Сомнительно, чтобы курс нормальных школ когда-либо мог быть обширнее этого общеобразовательного (не считая уже специального) курса духовных семинарий; даже и равного размера курс нормальных школ был бы напрасною и вредною роскошью*; следовательно, в отношении к общему образованию ученики духовных семинарий будут несравненно выше воспитанников нормальных школ;

______________________

* По нынешнему проекту министерства, нормальные школы должны быть учреждаемы с возможно ограниченным по объему курсом, главная задача которого должна состоять в воспитании методически подготовленных учителей грамотности.

______________________

б) по новому уставу духовно-учебных заведений, изготовленному бывшим при Святейшем Синоде комитетом, в программу духовных семинарий предположено ввести педагогику, причем особенное внимание обращено на преподавателей тех ее частей (дидактики и методологии), которые научают лучшим и простейшим способам учения; следовательно, и в отношении к теоретическому педагогическому образованию воспитанники духовных семинарий нисколько не окажутся ниже питомцев нормальных школ и будут обучаться теории воспитания, прежде чем открыта будет какая-либо нормальная школа;

в) правда, ученики предполагаемых нормальных школ будут иметь неизвестные семинариям практические упражнения в преподавании; но и этот недостаток духовно-учебных заведений ничего не стоит восполнить.
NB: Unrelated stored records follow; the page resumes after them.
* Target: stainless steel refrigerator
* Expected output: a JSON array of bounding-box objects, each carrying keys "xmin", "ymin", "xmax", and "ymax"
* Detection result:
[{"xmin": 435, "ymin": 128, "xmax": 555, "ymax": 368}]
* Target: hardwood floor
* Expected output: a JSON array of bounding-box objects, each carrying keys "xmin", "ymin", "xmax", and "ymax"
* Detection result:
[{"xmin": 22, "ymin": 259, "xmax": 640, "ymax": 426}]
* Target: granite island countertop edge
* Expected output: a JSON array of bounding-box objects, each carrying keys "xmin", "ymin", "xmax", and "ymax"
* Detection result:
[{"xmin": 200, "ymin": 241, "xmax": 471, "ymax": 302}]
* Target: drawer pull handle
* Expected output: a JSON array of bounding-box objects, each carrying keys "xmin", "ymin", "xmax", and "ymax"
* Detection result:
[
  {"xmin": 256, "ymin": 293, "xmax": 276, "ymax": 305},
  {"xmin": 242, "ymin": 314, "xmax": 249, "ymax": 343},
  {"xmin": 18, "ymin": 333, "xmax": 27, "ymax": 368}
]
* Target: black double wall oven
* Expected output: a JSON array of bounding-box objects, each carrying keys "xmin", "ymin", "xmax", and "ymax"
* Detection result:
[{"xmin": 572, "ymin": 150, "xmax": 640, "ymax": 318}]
Будто трудно учредить при каждой семинарии образцовую народную школу, в которой воспитанники в назначенную для каждого очередь занимались бы обучением детей под надзором профессора педагогики и, таким образом, готовились бы заблаговременно к прохождению предстоящего им учительского поприща? Устроить такие школы при семинариях будет весьма полезно, даже необходимо, и они обойдутся правительству без сравнения дешевле и удобнее, чем особые нормальные школы, в которых при этом уже не окажется ни малейшей нужды.

Впрочем, эти замечания предложены единственно в предупреждение возражений. На самом же деле о педагогических совершенствах народных учителей можно пока рассуждать гораздо полегче; курс народных училищ не таков, чтобы мог затруднить мало-мальски сносного воспитанника семинарии или какого-либо другого среднего заведения.

И вот еще один и очень уважительный довод против немедленного учреждения нормальных школ: на них пока нет требования.


Впервые опубликовано отдельным изданием, без указания имени автора: СПб., Синодальная типография, 1882.

Тертий Иванович Филиппов (1825-1899) — российский государственный деятель, сенатор (с 1 января 1883 года), действительный тайный советник (с 9 апреля 1889 года), Государственный контролёр России (с 26 июля 1889 до 30 ноября 1899 года). Кроме того — публицист, православный богослов и собиратель русского песенного фольклора.